I did a trek across Taipei city to Trinity Indian Store, which is known for their selection of dried beans and lentils. If you can’t find dried beans near you, check the local Indian markets. I quickly scooped up 5 different bags of beans, such as chickpeas, black beans and kidney beans. Along with a new adventure, beans cooked from scratch taste fresher, save you money, and have less sodium and preservatives.
So, how does one cook dried beans? Here is what I’ve found works the best.
Step 1: Sort and Rinse the Beans
- After you’ve chosen your beans, sort through and rinse the beans really well in a colander to remove any debris or film that may be on the beans.

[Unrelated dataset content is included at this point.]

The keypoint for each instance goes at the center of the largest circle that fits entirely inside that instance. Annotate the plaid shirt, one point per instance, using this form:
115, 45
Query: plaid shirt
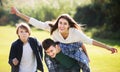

- When choosing your beans, remember to also think about how many beans you want. If you’ll be storing or freezing them after cooking, which I explain later, feel free to cook larger amounts. If not, maybe you want to reduce the amount. Just remember they double in size, so if you won’t be storing them you will have a lot of beans on your hands.
Step 2: Pre-Soak the Beans
Pre-soaking beans reduces cooking time because it rehydrates the beans. Word on the street is that it also makes the beans easier to digest, because it breaks down unhealthy lectins in the plants.
You have two choices for pre-soaking. You can either soak the beans for a longer period of time, or you can do a quick soak.
- Long Soak: Soaking the beans for 8 hours or overnight is really easy because it cuts down on cooking time. You put them into a sealable container, cover them with water, seal ’em up and they are ready the next day. It is not recommended to soak them for longer than 8 hours.
- Quick Soak: Sometimes you don’t realize you want beans for lunch or dinner that day and you need to make up a batch. Throw them in a pot, cover them with 2 inches of water, and bring to a boil. Once they are boiling, cover them with a lid, remove them from the heat and let them sit for one hour.
Put them in a container without water in the fridge until you are ready to cook them. Only leave them for a day or two before cooking.
Step 3: Cooking the Beans
Cooking beans takes a bit of time, so give yourself an hour or two depending on the type of bean. I found black beans take a bit longer. Also, make sure you thoroughly cook them. I’ve left a few al dente thinking I’d enjoy a bit crunchier of a bean in my meals and not once has this worked out. It’s all a preference, but make sure they are nice and soft without being mushy.
- After soaking the beans, strain them in a colander and discard the water. Some people cook with the same water, but I don’t. There are many debates you can research on the subject if you’re interested though.
- Put the beans in a pot and cover them with two inches of water. I also add bay leaves for a little extra flavor. I don’t add salt, but again there are many debates on this if you want to look it up. Bring the beans to a boil, then turn down to a simmer and partly cover with a lid. Let them cook until they are soft. Most beans we’ve cooked with have taken about an hour. So give yourself some time.
- Once the beans are cooked, you can store them in the fridge for up to five days. Check them and make sure they still smell good/ don’t have a slimy consistency before you eat them. Some people cover their beans with water in a container when storing them, but we do not do this. Alternatively you can freeze them for up to six months in a freezer-safe container until ready to use.
There are so many resources available on how to cook dried beans! Please let me know about any tips or additions you would make to our high-level overview we’ve given here. If you don’t have any experience, let me know how it goes if you try it. I think you’ll love the fresh feeling of adding your own cooked beans to your meals.